Mais comme ailleurs, elle a créé une ville à deux vitesses, déchirée par les inégalités entre les personnes occupant des emplois aérospatiaux bien rémunérés et celles qui peinent à joindre les deux bouts.

« Dans ces grandes villes, les prix des logements sont élevés et rendent l’immobilier inabordable pour les jeunes et les classes populaires », a déclaré Jérôme Fourquet, expert en géographie électorale à l’institut de sondage Ifop.

« Ces facteurs ont alimenté une puissante dynamique en faveur de ce mouvement dans les grandes villes, où Mélenchon a cannibalisé la quasi-totalité des électeurs locaux de gauche. »

Toulouse a été l’un des épicentres du mouvement des « gilets jaunes » en 2018, au cours duquel les manifestants portaient des vestes haute visibilité, qui ont éclaté après une hausse des prix de l’essence. Aujourd’hui, avec la guerre en Ukraine, les prix sont repassés au-dessus du seuil psychologique de 2 euros le litre et beaucoup en ressentent la pression.

Manifestant dans le cadre de la contestation sanitaire, Florence Druol, une infirmière de 37 ans qui se déplace en ville pour soigner ses patients, explique que c’est pour cette raison qu’elle votera pour le candidat de Mélenchon.

« Macron nous a emmenés faire un tour. Nous avons besoin de la gauche pour aider les travailleurs comme nous qui n’arrivent pas à joindre les deux bouts », a-t-elle déclaré, arborant son gilet jaune avec les mots « nous sommes toujours là » écrits dessus.
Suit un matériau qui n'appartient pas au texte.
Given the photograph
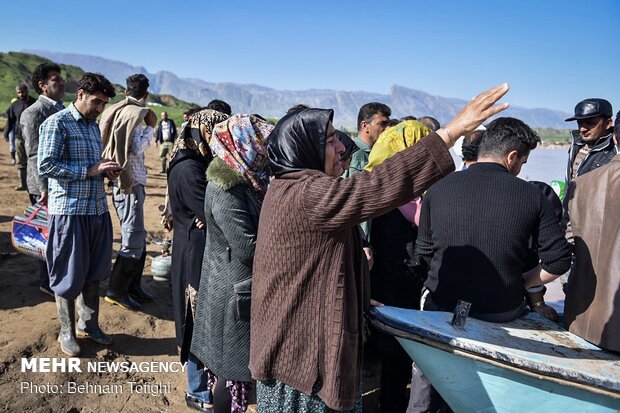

A quelques encablures des façades de briques rouges du centre-ville, dans la banlieue de Blagnac, surnommée « Airbus ville » par les locaux, les ouvriers roulent en Tesla et Mélenchon s’attire pourtant l’hostilité – même s’il a remporté le plus large Toulouse 1 circonscription dans laquelle la banlieue siège à l’élection présidentielle.

« Ce qui me motive dans cette élection, c’est de voter contre Mélenchon », a déclaré Martine Lepage, 57 ans, qui travaille comme buraliste avenue d’Andromède, au milieu d’un quartier moderne près du siège d’Airbus construit pour son armée d’ingénieurs.

« La gauche nuirait aux salariés d’Airbus, mais pas seulement. Ce sont des entreprises qui ont besoin aujourd’hui de soutien et d’un esprit de capitalisme », a-t-elle dit, précisant qu’une grande partie de ses clients y travaillaient.

Le candidat de Macron dans la circonscription, Pierre Baudis, craint que certains électeurs ne tiennent Airbus pour acquis.

Il dit que le plan de Melenchon pour Airbus équivaudrait à une nationalisation, ce qui effrayerait les investisseurs et mettrait en colère l’Allemagne, qui détient une participation d’équilibrage de 11% dans la société.

« L’extrême gauche ferait du mal à Toulouse, à la région, à la France et à l’Europe », a-t-il déclaré. « Que feraient les Allemands si nous nationalisions Airbus ?

(Reportage de Michel Rose, Reportage supplémentaire de Tim Hepher; Montage par Alison Williams)

Droits d’auteur 2022 Thomson Reuters.